I am running a Mediawiki at the domain someurl.com/wiki/
. Unfortunally it generates a bunch of automatically generated Special pages which mainly are of low quality but nevertheless are massively scanned by search engines with queries like:
/index.php/Special:Whatlinkshere/some_topic
or as well
/index.php?title=Special:Whatlinkshere&target=some_topic
where some_topic is an article of the wiki.
These requests seem to be of very low benefit but they consume a good deal of bandwidth and in addition I fear those automatically generated pages are not so good for my site's quality reputation in the serchengines evaluation.
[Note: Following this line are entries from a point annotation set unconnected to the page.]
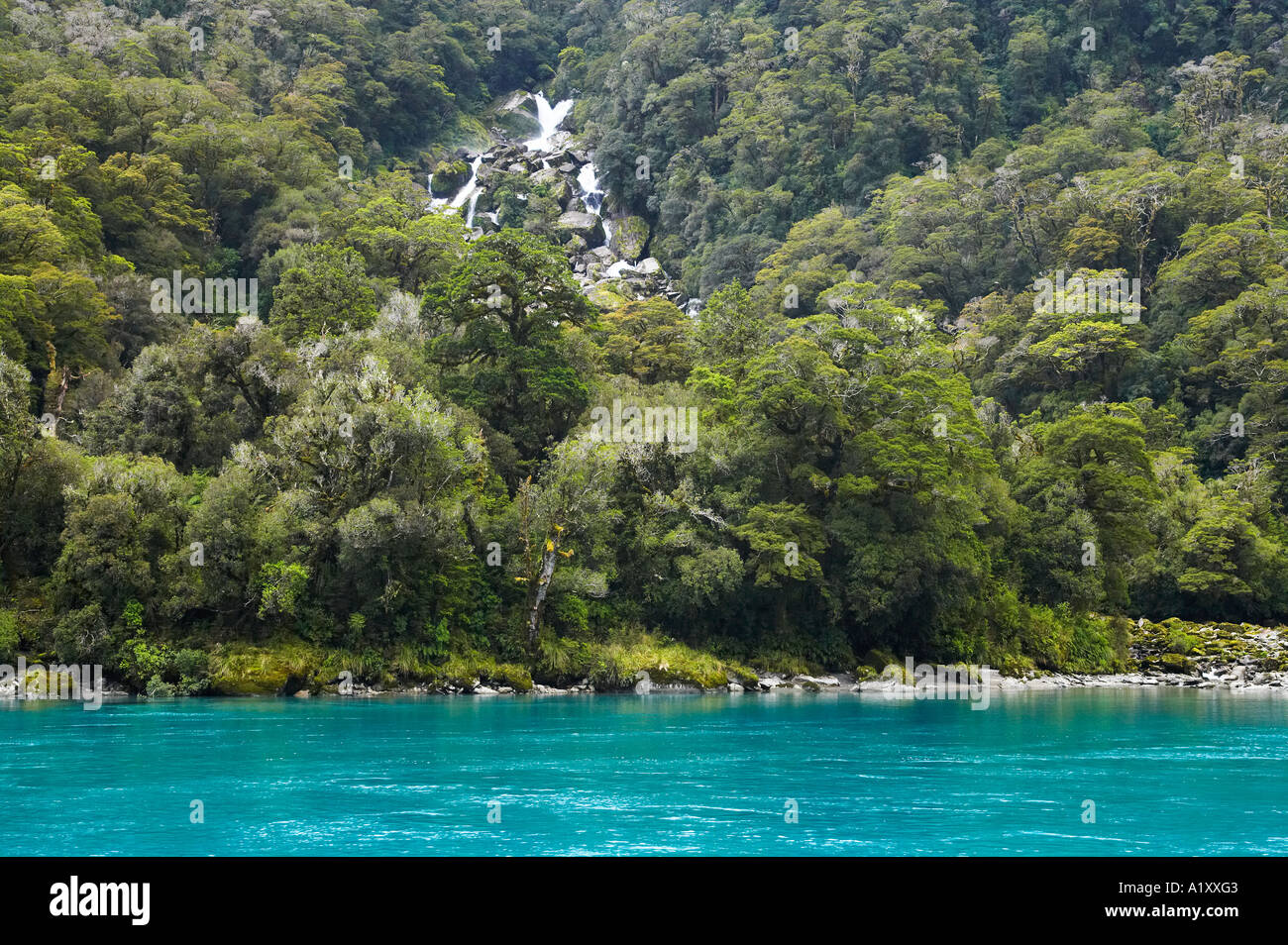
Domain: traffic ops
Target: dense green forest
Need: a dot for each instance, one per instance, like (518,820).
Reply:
(906,441)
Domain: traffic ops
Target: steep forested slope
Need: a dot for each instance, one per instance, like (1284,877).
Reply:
(991,358)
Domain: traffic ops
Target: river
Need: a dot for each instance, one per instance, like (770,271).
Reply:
(1170,773)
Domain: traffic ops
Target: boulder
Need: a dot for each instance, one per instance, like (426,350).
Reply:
(630,235)
(449,178)
(587,226)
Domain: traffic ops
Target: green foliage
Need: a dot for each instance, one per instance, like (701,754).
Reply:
(903,443)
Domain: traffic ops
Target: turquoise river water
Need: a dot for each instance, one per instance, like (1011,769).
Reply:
(1170,773)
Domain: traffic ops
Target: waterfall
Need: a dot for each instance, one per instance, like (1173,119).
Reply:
(548,117)
(589,183)
(588,179)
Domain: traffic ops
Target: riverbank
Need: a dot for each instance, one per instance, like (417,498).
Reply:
(1170,653)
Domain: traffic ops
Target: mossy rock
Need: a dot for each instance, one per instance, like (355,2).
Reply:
(511,675)
(449,178)
(630,237)
(879,660)
(605,297)
(1175,662)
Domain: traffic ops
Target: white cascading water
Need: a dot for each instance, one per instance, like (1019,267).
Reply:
(469,192)
(549,119)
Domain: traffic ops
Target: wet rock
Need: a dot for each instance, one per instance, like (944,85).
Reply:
(630,236)
(585,226)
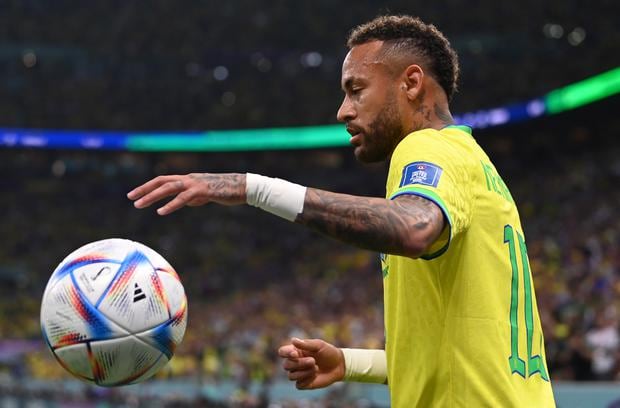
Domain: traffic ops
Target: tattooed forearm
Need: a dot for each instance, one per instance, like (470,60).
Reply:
(224,188)
(405,226)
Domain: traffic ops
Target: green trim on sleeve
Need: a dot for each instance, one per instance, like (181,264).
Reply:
(432,196)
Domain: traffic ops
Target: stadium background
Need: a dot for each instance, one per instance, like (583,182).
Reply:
(254,280)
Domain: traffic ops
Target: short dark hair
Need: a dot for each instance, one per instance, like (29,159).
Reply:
(412,35)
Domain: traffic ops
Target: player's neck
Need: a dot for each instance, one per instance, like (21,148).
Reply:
(430,114)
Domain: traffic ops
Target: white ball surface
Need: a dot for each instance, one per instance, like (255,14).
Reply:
(113,312)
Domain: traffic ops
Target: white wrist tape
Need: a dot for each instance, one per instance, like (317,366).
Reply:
(364,365)
(277,196)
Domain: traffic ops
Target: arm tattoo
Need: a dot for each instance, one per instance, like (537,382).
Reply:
(390,226)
As the requests a mostly done by 'good' engines such as Google or Bing I am quite sure they would obey robots.txt. So I added the following robots.txt to the folder of the base url someurl.com
(I added the whole robots.txt, even though only line 1 and 6 are relevant for the queries named above):
User-agent: *
Disallow: User:
Disallow: Discussion:
Disallow: MediaWiki:
Disallow: Special:
Disallow: /login.php
Disallow: /profile.php
Disallow: /author/
Disallow: /category/
Disallow: /tag/
This robots.txt is active for about two days now and has been crawled already, but still there are many requests to URLs like the above which I thought blocked.
So I have the following questions now:
1) is the above logic correct and capable of denying access (to well behaving bots). Especially I wonder whether Disallow: Spezial:
correctly works as a wildcard to deny all request having "Special:" in URL or in parameter. I also wonder if the ":" in "Special:" might be a problem.
2) If so why then there is no effect yet? I consider I just have to grant more time to see the effect?
3) Will denying in the robots.txt lead to the de-indexing of this sites from the searchengines results? If not how can I get this huge amount of automatically generated URLs de-indexed?